Di Distrik Warsa, persoalannya beda lagi. Naftali Arfusauw, anggota KTH Wafsarak Desa Amoy, mengeluhkan minimnya pengawasan oleh dinas kehutanan setempat. Sehingga di masing-masing lokasi Gerhan, belum diketahui pasti berapa pohon yang tumbuh dan berapa yang mati. Akibatnya, dana Gerhan yang turun, juga tidak transparan. Sementara Simeon Wabiser, Ketua KTH Mnuwar Desa Andey Distrik Biak Utara, mempertanyakan kepemilikan pohon-pohon yang ditanamnya itu.

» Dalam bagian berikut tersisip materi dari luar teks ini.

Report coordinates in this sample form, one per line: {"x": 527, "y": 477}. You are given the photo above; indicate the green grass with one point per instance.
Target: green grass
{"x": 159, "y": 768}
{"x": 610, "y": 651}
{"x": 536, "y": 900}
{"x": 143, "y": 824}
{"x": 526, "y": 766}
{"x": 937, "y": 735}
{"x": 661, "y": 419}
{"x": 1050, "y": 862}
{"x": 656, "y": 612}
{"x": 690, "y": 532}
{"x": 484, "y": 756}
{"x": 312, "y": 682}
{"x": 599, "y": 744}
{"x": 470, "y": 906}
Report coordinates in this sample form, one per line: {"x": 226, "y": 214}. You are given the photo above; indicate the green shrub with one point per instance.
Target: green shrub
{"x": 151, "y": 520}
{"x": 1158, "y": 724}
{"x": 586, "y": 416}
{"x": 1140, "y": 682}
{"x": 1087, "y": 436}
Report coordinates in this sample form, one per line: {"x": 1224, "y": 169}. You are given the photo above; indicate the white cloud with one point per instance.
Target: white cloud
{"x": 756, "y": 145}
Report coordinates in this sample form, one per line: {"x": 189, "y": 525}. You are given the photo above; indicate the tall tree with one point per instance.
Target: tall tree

Masyarakat di sekitar lahan kritis melihat program Gerhan hanya sebatas lapangan kerja. Kesadaran akan pentingnya hutan, tidak merata. Apalagi untuk menanam pohon tanpa imbalan atau upah kerja dari pemerintah.

Masyarakat adat Biak sebenarnya memiliki budaya sasisen yang membatasi masa panen. Seperti panen ikan, kelapa dan termasuk pohon.

Pemahaman Lingkungan Hidup

Ketua Dewan Adat Biak Piter Yarangga mengatakan, di masa lampau pelanggar sasisen diyakini akan mendapat musibah. Namun, menurut Piter Yarangga, budaya sasisen sudah terkikis oleh budaya modern. Sementara untuk menghidupkannya kembali, dewan adat menghadapi kesulitan. Minimnya sinergi antara pemerintah dengan masyarakat, dewan adat, kalangan universitas, gereja dan LSM, juga kendala dalam pelaksanaan Gerhan. Begitu dituturkan Direktur LSM Rumsram Biak, Isak Matarihi.

Lalu bagaimana meningkatkan pengawasan atau monitoring itu? Wakil Ketua DPRD Biak Numfor, Hengky Pontonuwu, melihat masalahnya pada kewenangan atas tugas pengawasan tersebut. Sekalipun ada penyertaan modal 10% dalam bentuk dana ”sharing” dari APBD kabupaten/kota, kata dia, DPRD kabupaten/kota tidak berhak mengawasi pelaksanaan Gerhan. Karena sebagian besar dana Gerhan itu bersumber dari APBN, maka yang wajib mengawasinya hingga ke daerah, adalah DPR RI

Sebagai gerakan moral, Program Gerhan perlu dibenahi. Bukan saja dari segi pengawasan, tapi juga segi pemahaman lingkungan hidup. Bila tidak, Gerhan hanya menghitung hutan dan lahan yang rusak, menghabiskan dana untuk pengadaan bibit dan penanaman, tanpa mampu mengimbangi makin gundulnya hutan.